Comfort, comfort my people, says your God.

Speak tenderly to Jerusalem. Isaiah 40:1-2

 

Read Romans 2:1—4

It is easy to let it slip. Easy. Easy to let slip this living by grace alone. Time spent living this Christian way does not seem to make it easier. In fact, if anything, time put in on the Christian way can even increase the chances of my heart hardening into self-righteousness. I can find someone, first, that I disagree with. Next I realise they’re actually wrong. Not just different, but wrong. Next I trace it to their bad faith, the wreckage of poor theology. Now I give in to censoriousness, and I am away — free to indulge myself. I’m out to judge but not to save. My heart has turned hard.

 

Lord, I need tonight’s word. I need you to tell me again and afresh to leave judgement to you. I need it because I need to be saved from it. I know the temptation to love being right, especially being the only one. To go over and over again how wayward the wrong is. To win every argument in the privacy of my own study, or addressing the chooks out the back.

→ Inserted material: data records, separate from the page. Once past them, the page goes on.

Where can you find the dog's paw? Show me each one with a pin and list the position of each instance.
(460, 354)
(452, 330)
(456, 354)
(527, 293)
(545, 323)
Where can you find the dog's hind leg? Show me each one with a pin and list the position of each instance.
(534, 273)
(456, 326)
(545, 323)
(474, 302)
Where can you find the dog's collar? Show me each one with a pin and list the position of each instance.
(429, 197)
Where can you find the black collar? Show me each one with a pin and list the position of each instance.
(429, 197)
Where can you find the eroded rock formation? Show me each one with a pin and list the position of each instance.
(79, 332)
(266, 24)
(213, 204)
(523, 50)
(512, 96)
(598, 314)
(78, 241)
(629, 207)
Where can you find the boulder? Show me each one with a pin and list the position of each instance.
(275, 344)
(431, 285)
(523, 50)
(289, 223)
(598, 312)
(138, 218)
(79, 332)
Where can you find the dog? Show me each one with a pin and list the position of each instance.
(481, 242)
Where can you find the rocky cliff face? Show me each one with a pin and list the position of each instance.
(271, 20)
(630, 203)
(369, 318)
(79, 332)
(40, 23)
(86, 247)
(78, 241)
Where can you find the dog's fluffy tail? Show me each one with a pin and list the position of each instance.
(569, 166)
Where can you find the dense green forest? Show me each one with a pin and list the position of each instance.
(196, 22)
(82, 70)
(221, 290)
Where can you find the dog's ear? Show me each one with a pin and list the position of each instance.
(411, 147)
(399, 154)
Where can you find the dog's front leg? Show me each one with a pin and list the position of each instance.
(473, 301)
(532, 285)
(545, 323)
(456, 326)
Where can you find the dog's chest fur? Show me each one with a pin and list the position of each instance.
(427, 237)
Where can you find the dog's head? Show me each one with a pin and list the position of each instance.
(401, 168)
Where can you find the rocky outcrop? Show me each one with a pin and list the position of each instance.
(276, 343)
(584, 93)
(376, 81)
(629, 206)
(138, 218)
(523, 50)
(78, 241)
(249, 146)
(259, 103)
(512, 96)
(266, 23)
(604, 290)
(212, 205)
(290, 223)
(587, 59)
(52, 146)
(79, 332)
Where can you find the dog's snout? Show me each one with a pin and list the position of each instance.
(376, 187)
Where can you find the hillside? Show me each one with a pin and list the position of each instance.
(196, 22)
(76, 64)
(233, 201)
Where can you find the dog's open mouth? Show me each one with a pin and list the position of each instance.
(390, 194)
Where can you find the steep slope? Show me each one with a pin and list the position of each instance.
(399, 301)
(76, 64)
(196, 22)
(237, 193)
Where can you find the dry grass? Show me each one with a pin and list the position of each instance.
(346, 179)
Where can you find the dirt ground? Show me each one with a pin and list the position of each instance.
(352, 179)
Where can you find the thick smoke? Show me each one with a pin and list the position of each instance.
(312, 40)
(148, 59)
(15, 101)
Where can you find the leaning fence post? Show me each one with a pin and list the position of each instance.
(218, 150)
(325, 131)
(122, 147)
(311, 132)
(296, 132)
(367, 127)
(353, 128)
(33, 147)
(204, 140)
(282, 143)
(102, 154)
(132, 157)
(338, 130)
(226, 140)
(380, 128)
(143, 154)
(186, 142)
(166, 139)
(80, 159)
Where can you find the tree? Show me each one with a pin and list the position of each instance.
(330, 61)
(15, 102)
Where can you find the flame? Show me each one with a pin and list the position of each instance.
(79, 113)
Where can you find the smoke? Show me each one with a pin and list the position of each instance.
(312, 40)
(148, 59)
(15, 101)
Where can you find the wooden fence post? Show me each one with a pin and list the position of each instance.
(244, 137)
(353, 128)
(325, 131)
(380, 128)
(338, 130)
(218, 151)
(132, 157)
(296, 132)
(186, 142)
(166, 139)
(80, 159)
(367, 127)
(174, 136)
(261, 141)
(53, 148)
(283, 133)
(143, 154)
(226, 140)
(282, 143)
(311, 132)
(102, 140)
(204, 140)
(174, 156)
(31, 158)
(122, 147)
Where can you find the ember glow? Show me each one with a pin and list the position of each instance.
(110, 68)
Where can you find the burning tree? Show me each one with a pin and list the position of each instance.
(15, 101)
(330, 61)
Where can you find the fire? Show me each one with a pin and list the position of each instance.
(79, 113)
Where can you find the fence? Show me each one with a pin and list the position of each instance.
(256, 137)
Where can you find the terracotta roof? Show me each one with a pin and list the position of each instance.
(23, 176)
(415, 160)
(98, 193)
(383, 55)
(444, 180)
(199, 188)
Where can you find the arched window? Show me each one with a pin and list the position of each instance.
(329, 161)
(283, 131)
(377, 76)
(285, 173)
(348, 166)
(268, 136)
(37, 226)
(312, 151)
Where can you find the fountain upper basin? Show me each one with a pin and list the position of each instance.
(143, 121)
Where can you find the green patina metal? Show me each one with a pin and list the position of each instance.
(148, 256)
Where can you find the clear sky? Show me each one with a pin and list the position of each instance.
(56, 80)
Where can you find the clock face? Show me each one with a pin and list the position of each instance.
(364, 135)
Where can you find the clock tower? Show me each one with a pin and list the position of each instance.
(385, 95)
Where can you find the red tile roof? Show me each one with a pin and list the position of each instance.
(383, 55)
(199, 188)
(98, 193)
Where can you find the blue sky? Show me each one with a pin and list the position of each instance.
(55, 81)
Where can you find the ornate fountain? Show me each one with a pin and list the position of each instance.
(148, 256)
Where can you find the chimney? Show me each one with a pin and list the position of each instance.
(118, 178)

This thinking shores me up against others. Now that I see myself like this, now that I am awakened by your warning, I see, just a little, how truly unattractive I can become, even when I am right. Dear Lord, save me from that. You have saved me from my own foul sin. Save me from pride when I see sin in another. Instead, fill me with a heart not for judgement, but passionate for restoration.